Refereeing inconsistencies? Are you serious?

Right now, in Rob Hennelly’s world, none of this matters. Because in his mind, it’s all his fault. On Saturday night the last thing he probably thought of was ‘that ball’. It was more than likely the first thing he thought of on Sunday morning too. That sequence will continue for a long time. It will wake him up at night.

There will be a day when ‘that ball’ no longer bookends his day, but that doesn’t mean it won’t haunt him. It will torment him at times that have no relation to football. Cutting the lawn, making a cup of tea, buying a round at the bar. I know because I’ve been there. Were the stakes as high? Of course not. But I know that it’s the simplicity of the moment that will hurt him the most.

The role of a goalkeeper has changed beyond recognition over the past 15 years. The restart, the stats, go short, go long, possession, free man… whatever. What hasn’t changed is the fundamental fear of doing something simple, badly.

Because it’s the bread and butter that you pride yourself on. There’s more satisfaction in doing the apparently simple thing well than from any heroic save. The save is for the spectator, a game of chance as much as it is of skill or wit.

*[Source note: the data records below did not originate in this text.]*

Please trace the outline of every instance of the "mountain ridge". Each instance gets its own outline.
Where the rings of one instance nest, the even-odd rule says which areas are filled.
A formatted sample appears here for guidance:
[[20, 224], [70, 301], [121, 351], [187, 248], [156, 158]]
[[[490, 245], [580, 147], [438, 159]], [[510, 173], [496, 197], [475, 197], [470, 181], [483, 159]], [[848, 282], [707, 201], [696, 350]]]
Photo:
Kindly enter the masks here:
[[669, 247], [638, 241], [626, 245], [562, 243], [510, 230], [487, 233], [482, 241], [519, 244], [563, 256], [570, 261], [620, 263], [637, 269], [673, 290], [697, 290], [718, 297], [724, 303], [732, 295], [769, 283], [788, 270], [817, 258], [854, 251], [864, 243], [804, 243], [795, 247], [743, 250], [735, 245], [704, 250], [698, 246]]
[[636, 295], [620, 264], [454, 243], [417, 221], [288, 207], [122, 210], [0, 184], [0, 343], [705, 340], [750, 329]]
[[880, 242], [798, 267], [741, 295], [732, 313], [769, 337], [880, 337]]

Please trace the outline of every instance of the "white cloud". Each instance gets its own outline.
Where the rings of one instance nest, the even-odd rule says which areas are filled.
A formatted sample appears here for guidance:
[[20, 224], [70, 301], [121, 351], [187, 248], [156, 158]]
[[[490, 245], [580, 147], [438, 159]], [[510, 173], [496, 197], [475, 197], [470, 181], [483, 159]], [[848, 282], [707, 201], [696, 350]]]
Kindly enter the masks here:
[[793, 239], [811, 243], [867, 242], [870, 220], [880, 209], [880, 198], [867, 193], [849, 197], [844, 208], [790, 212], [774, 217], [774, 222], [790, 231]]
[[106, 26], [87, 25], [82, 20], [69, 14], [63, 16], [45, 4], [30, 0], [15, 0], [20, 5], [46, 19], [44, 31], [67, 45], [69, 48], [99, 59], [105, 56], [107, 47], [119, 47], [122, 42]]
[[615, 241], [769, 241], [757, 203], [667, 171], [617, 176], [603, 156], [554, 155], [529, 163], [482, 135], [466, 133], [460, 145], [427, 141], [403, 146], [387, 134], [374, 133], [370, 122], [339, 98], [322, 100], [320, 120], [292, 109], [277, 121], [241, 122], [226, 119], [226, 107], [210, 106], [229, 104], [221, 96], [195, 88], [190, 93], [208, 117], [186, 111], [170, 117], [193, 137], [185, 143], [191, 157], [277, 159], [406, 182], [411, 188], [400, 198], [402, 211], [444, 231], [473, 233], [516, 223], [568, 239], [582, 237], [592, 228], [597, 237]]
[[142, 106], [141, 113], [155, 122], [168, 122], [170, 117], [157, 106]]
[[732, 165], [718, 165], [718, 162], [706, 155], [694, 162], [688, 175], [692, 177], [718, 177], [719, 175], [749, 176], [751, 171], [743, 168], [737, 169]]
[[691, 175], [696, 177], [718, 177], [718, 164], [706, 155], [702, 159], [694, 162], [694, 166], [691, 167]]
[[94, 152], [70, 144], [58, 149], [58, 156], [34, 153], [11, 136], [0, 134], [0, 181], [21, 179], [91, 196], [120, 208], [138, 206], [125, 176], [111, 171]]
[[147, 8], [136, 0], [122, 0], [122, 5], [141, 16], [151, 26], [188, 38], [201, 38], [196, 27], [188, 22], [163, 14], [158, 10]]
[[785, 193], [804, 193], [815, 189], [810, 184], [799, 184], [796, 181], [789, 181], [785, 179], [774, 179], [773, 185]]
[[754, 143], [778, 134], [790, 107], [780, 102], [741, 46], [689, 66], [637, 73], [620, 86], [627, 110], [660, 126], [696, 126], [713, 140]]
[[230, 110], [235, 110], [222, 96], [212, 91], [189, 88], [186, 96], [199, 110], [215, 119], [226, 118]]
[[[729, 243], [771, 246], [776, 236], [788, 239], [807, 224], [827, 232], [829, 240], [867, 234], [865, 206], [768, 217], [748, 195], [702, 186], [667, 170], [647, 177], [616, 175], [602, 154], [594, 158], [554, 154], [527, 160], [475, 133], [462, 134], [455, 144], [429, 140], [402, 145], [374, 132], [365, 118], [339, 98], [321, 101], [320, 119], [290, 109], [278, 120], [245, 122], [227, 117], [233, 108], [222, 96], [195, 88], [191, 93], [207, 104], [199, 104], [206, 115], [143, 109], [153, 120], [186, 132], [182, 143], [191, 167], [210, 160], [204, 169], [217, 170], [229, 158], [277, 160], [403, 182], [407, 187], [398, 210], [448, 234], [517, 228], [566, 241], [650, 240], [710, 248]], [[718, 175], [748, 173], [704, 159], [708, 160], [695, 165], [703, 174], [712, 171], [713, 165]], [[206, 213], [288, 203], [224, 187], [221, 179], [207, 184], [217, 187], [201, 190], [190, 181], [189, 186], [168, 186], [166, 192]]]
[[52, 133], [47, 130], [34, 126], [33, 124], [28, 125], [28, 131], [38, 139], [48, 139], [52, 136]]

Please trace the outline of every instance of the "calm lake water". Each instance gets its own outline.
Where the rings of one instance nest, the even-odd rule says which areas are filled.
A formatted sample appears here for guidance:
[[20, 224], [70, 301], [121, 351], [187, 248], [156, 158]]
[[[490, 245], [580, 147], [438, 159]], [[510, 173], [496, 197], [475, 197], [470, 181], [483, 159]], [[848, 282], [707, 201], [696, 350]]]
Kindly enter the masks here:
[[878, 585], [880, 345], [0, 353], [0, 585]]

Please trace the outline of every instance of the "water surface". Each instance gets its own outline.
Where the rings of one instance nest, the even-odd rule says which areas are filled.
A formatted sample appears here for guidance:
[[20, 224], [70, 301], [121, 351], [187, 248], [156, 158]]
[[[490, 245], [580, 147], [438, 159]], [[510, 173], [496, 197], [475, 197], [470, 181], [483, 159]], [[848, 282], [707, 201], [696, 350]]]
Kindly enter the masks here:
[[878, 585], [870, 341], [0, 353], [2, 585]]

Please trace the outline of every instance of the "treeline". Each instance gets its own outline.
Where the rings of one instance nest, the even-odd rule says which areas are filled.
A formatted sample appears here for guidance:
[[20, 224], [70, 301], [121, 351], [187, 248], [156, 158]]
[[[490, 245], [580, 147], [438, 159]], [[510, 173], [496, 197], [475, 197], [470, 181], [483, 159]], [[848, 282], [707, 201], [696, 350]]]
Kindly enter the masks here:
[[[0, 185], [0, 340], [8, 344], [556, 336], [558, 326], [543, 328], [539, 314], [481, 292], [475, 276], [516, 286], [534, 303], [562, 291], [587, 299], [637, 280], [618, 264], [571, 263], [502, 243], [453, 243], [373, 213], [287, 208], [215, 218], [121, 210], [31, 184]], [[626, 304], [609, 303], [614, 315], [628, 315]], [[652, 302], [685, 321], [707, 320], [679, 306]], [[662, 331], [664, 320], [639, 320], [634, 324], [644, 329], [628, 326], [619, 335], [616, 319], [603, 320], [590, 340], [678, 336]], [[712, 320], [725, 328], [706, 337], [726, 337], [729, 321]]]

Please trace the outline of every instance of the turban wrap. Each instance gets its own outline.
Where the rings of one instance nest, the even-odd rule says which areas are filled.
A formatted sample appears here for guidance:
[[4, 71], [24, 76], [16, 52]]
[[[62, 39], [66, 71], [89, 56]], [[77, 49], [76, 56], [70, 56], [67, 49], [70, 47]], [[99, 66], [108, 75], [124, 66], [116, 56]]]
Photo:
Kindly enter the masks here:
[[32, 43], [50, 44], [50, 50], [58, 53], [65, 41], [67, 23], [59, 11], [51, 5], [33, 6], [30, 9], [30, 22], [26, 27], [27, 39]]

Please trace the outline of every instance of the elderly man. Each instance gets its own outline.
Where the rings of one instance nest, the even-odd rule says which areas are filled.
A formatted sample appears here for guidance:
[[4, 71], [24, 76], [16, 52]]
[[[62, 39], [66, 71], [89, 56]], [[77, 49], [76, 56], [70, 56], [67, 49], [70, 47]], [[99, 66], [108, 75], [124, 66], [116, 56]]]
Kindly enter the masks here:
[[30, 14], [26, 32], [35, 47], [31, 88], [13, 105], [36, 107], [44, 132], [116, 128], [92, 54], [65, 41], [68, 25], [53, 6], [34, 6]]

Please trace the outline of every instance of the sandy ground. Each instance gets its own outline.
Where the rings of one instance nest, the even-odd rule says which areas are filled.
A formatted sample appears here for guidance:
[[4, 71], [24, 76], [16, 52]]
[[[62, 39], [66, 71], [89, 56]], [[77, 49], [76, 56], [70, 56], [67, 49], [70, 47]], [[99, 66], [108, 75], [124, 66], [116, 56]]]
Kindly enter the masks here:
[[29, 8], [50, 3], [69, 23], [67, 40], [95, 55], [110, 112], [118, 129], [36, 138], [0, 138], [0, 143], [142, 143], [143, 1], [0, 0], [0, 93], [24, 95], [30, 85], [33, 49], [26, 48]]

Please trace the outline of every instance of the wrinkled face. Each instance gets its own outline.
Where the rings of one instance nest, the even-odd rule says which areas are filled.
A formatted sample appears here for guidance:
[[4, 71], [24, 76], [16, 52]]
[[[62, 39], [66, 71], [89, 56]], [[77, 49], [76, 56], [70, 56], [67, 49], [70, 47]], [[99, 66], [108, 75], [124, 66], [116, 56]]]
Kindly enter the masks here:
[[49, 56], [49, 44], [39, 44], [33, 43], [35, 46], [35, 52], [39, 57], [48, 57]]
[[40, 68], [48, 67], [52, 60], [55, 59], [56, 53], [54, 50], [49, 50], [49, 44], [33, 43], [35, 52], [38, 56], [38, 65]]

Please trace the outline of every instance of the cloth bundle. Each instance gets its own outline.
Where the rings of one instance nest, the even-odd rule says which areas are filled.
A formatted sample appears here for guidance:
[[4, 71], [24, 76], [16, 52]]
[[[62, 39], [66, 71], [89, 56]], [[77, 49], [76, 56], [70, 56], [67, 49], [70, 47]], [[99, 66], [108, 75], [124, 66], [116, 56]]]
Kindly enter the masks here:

Catch the ball and kick the ball. The basics. The basics. That’s what’s probably running through Rob Hennelly’s head right now. How did I get the easiest thing so wrong?

Just before, he might even have thought that he’d gotten away with it. His kick-outs hadn’t been what they were supposed to be. But Mayo had just taken the lead. There was a feeling that the dream might become a reality.

What happened after that will be forever etched in his mind.

He’ll forever see Paul Flynn’s abject effort drop into him. He’ll forever watch the ball dropping into his hands. He’ll forever have the feeling of panic when he realises that the ball hasn’t stuck. He’ll never understand how he let it happen.

I still see the one that haunts me. Colm O’Neill, off his left foot. I assume it’s going over. I switch off. It drops short. I flap at it. Someone has followed it in. Goal. Game over. Shame. Disbelief. Embarrassment. Self-loathing.

Dark, dark places where demons will forever lurk.

Your teammates tell you that there were chances; that the game doesn’t boil down to one moment. Your family remind you of the times you’ve got it right, that there are many more important things in life. Your good friends explain that it’s a lonely place and that you’re brave to play there. Your best friends look into your eyes and see that there’s nothing to say.

They’re all right, of course. But that doesn’t change anything. It doesn’t take away that nagging feeling that everybody is talking about you, that everybody is looking at you, that everybody is judging you, that some people are even laughing at you.

Nobody understands. You’ll nod your head and say thanks. You’ll agree and say that they are right; it is a hard place to play.

But you won’t mean it. None of that matters. All you want is your own space, all you want is a chance to go back and do what you were supposed to do. No critic will ever be as acerbic as your own internal one.

Months later somebody will ask you what you are thinking about. You will lie. You want to appear ‘ok with it’.

It happened Stephen Cluxton too, in the semi-final. A goalkeeper that had previously seemed unflappable all of a sudden looked ordinary. All the intricacies of his game were gone and it was a case of bombing it up the middle. He’d lost his nerve.

However, Cluxton was lucky in the end. His team dragged him through and it’s forgotten about now. We all know that 140 minutes cannot be boiled down to one moment. Try telling Rob Hennelly that.